I am sorry to intervene but I do not think that is right. What the noble Lord is talking about is what can be claimed to be the obsessions about narrow forms of data that dominate a lot of inspections at the moment and therefore dominate a lot of headlines. However, the intelligent use of data in terms of tracking individual pupils is something an inspector needs in addition to all the qualitative work that the noble Baroness, Lady Perry, talked about. When schools are only just starting to get there on using data in an intelligent way, it would be a retrograde step to chuck that out and return to the rather blunter instruments of the public lists which do not do the more sophisticated work that I am talking about.
Yes, my Lords, I agree that, used internally, those sorts of data are wonderful.

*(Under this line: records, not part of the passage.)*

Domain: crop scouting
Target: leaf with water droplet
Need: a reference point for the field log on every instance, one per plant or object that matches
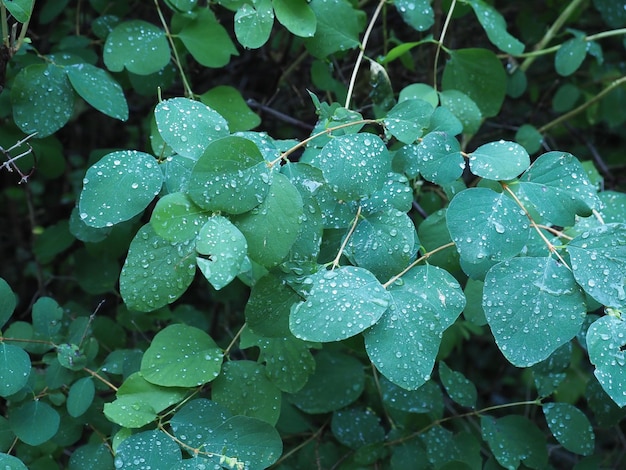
(598, 259)
(556, 187)
(181, 356)
(533, 306)
(138, 46)
(156, 271)
(118, 187)
(222, 248)
(98, 89)
(606, 345)
(514, 440)
(230, 176)
(253, 23)
(244, 389)
(42, 99)
(570, 427)
(404, 343)
(339, 304)
(189, 126)
(272, 228)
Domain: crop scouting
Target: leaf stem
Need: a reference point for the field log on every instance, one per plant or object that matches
(362, 47)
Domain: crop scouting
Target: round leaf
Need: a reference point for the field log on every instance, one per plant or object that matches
(138, 46)
(570, 427)
(354, 165)
(181, 356)
(98, 89)
(339, 304)
(189, 126)
(42, 99)
(118, 187)
(222, 249)
(499, 160)
(230, 176)
(403, 345)
(533, 306)
(14, 369)
(606, 346)
(34, 422)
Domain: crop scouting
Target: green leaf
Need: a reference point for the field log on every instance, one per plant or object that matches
(80, 397)
(338, 27)
(176, 219)
(138, 402)
(464, 108)
(138, 46)
(181, 356)
(407, 120)
(499, 160)
(460, 389)
(253, 23)
(14, 369)
(356, 428)
(337, 382)
(8, 301)
(533, 306)
(570, 56)
(494, 25)
(207, 40)
(558, 188)
(98, 89)
(598, 259)
(515, 440)
(42, 99)
(339, 304)
(404, 343)
(354, 165)
(480, 75)
(417, 14)
(272, 227)
(297, 16)
(20, 9)
(156, 272)
(230, 176)
(222, 249)
(570, 427)
(383, 243)
(232, 390)
(189, 126)
(34, 422)
(118, 187)
(486, 225)
(148, 449)
(229, 103)
(605, 344)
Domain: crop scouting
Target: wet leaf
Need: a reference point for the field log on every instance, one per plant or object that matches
(533, 306)
(339, 304)
(138, 46)
(42, 99)
(189, 126)
(570, 427)
(156, 272)
(606, 341)
(598, 259)
(230, 176)
(227, 390)
(222, 249)
(98, 89)
(500, 160)
(404, 343)
(181, 356)
(118, 187)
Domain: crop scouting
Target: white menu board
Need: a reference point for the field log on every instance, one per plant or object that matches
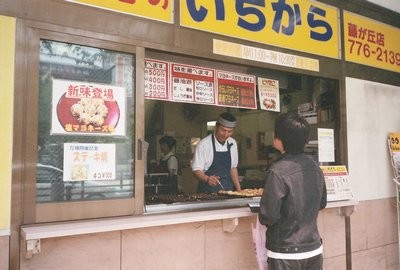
(326, 145)
(156, 79)
(192, 84)
(268, 94)
(89, 161)
(236, 90)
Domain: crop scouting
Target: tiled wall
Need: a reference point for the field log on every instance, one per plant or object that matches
(205, 246)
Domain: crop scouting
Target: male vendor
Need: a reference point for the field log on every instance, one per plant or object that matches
(216, 158)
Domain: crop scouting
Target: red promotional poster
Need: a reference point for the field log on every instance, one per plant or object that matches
(87, 108)
(236, 90)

I recall how, 15 years ago, Greenhead College in Huddersfield was one of the pioneers of such data, and it made a great difference. Even the English department was enthusiastic about it because it helped the staff to be better teachers. In a dumb world, data are great, but you do not need to inspect on them. If you do, you turn something that is a helpful internal tool into a weapon of oppression. It is a matter of getting the balance between being inspected on enough data that happen to be produced by the system and not pressurising teachers into recording every single aspect of every single child at great length and in close detail. The amount of time people are spending on this means that it is not productive. The inspectorate should not be interested in data at that level except when diagnosing a school that is clearly going wrong.
I am concerned about my noble friend’s relaxed attitude to inspection, particularly of the free schools that will be coming through under this Bill. These creatures are going to need to be looked at very carefully. As I said earlier, the New Schools Network is clear about the need for inspection, and I am clear that if you are starting up a new enterprise and you want to be proud of it rather than be landed with nasty cases where things have gone wrong and you should have known about it, you need a good system of what I call inspection but my noble friend Lady Perry would call a relationship between inspectors and schools. You need something that allows someone in authority outside the school to say, “Hang on. Something is going wrong and we need to get in and help”. If you wait for data that appear late because you need a year or two’s data before you can see the trends, a newly formed free school could be heading for trouble. So I hope that over the next year or so I will be able to convince my noble friend that going back in time and picking out the virtues of the system of which my noble friend Lady Perry was such an eminent part will be a good model to pursue. Not only can we do that, but we can save the Government a great deal of money while getting there. I beg leave to withdraw the amendment.